Hegemonyasını korumak için savaşlar çıkaran ABD’nin bir ölüm ve yıkım aygıtı olan NATO, halen dünya halklarının geleceği açısından en büyük tehdidi oluşturuyor. Bu gerçek ise işçi sınıfı ve emekçilerin sermayeye karşı olduğu kadar emperyalizme, NATO’ya ve savaşa karşı da mücadele etmek sorumluluğuyla karşı karşıya olduğuna işaret ediyor.
4 Nisan 1949’da kurulan NATO (Kuzey Atlantik Paktı), ABD’nin merkezinde olduğu batılı emperyalist güçlerin bir savaş ve saldırganlık aygıtıdır. NATO’nun 75. yıldönümünde, 9-11 Temmuz tarihlerinde Washington’da yeni bir NATO zirvesi gerçekleşecek.
Bu savaş aygıtı, güya Sovyetler Birliği’nden gelecek tehdide karşı ABD ile müttefiklerini savunmak amacıyla kuruldu. Elebaşı ABD dahil NATO’nun kuruluşunda 12 devlet yer aldı: İngiltere, Kanada, Fransa, İtalya, Hollanda, Norveç, Portekiz, Lüksemburg, İzlanda, Danimarka, Belçika, Finlandiya. İsrail, Gazze’de soykırım yaparken Tayyip Erdoğan ve AKP-MHP koalisyonunun İsveç’in üyeliğini onaylamasıyla üye sayısı 32’ye çıktı.

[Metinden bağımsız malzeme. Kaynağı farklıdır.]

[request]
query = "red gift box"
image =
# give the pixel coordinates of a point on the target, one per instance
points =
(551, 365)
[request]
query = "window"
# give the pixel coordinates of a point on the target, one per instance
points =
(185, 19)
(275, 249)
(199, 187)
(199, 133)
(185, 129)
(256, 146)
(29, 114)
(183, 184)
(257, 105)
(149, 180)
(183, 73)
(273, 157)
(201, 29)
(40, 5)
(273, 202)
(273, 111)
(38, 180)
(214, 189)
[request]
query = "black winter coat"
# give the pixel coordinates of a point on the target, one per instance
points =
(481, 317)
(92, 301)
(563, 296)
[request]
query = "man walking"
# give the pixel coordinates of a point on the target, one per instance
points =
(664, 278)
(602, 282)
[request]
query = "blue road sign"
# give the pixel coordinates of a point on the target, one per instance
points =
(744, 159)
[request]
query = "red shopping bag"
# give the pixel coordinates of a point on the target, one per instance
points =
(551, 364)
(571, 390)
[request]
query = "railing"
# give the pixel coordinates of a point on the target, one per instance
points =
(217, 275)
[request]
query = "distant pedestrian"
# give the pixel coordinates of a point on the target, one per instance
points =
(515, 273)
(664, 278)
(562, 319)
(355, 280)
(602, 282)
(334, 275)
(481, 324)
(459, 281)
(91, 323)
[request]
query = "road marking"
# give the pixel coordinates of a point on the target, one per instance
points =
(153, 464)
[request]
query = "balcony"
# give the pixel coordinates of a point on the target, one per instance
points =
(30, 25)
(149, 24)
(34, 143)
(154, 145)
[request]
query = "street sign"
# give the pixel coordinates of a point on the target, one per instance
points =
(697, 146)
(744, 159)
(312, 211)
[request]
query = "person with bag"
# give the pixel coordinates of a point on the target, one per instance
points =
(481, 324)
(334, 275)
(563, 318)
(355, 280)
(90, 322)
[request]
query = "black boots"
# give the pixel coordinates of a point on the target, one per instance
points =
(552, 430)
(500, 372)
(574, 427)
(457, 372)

Sovyet tehdidine karşı savunma amacıyla kurulduğu iddia edilen NATO, 1991 yılında Sovyetler Birliği’nin dağılmasına rağmen varlığını sürdürdü. Aradan geçen 33 yılda bu aygıt tarihinin en ağır suçlarını işledi. Tüm önemli bölgesel savaşlarda saldırgan bir taraf olarak yer aldı.
1999 yılında eski Yugoslavya, 2001’de Afganistan, 2003’te Irak, 2011’de Libya NATO’nun doğrudan suç ortaklığı ile bombalandı, yakılıp yıkıldı, halklar katledildi. Afganistan, Irak ve Libya işgal edildi. Yemen’in, Suriye’nin ve halen bombalanan Gazze’nin yakılıp yıkılmasında da NATO suç ortaklığı yapmaktadır.
Yugoslavya ile başlayan bu süreç halen Ukrayna ile devam etmektedir. Nitekim sonu gelmeyen NATO genişlemesi, Ukrayna savaşının en dolaysız nedenlerinden biri oldu. Bu politikanın ürünü olan savaş, fiilen de halen gerçekte NATO tarafından yönetilmekte ve yürütülmektedir.
On yıllar boyunca bir saldırı ve savaş örgütü olarak işlev gören NATO, birçok ülkenin iç işlerine dolaylı ya da doğrudan müdahalelerde bulundu. Üye ülkelerdeki işçi sınıfı hareketi ve ilerici-devrimci partilere savaş açtı. Türkiye dahil üye ülkelerde ‘gladio/kontr-gerilla’ adı verilen yasadışı örgütlenmeler oluşturan NATO’nun pek çok cinayet ve katliamda özel rolü vardır. Bu katliamlardan biri ise 1 Mayıs 1977’de Taksim Meydanı’nda yaşanmıştır. 500 bin işçi ve emekçinin toplandığı 1 Mayıs alanında yapılan provokasyonla 34 işçi yaşamını yitirmiş, yüzlercesi yaralanmıştır.
***
Türkiye sermaye sınıfı ve onu temsil eden dönemin Adnan Menderes hükümeti, Türk askerini Kore dağlarında ölüme sürerek NATO’ya üye olmaya muvaffak olmuştur. Ülkeyi ABD-NATO üsleriyle donatan Menderes hükümeti, Türkiye’yi emperyalistlerin ‘güney bekçisi’ yapmıştır. Menderes’i üstadı sayan Tayyip Erdoğan’ın sık sık NATO’da üstlendikleri role işaret etmesi, sermaye iktidarının 75 yıldan beri emperyalistlere gösterdiği sadakatin timsalidir.
Hegemonyasını korumak için savaşlar çıkaran ABD’nin bir ölüm ve yıkım aygıtı olan NATO, halen dünya halklarının geleceği açısından en büyük tehdidi oluşturuyor.
Bu gerçek ise işçi sınıfı ve emekçilerin sermayeye karşı olduğu kadar emperyalizme, NATO’ya ve savaşa karşı da mücadele etmek sorumluluğuyla karşı karşıya olduğuna işaret ediyor.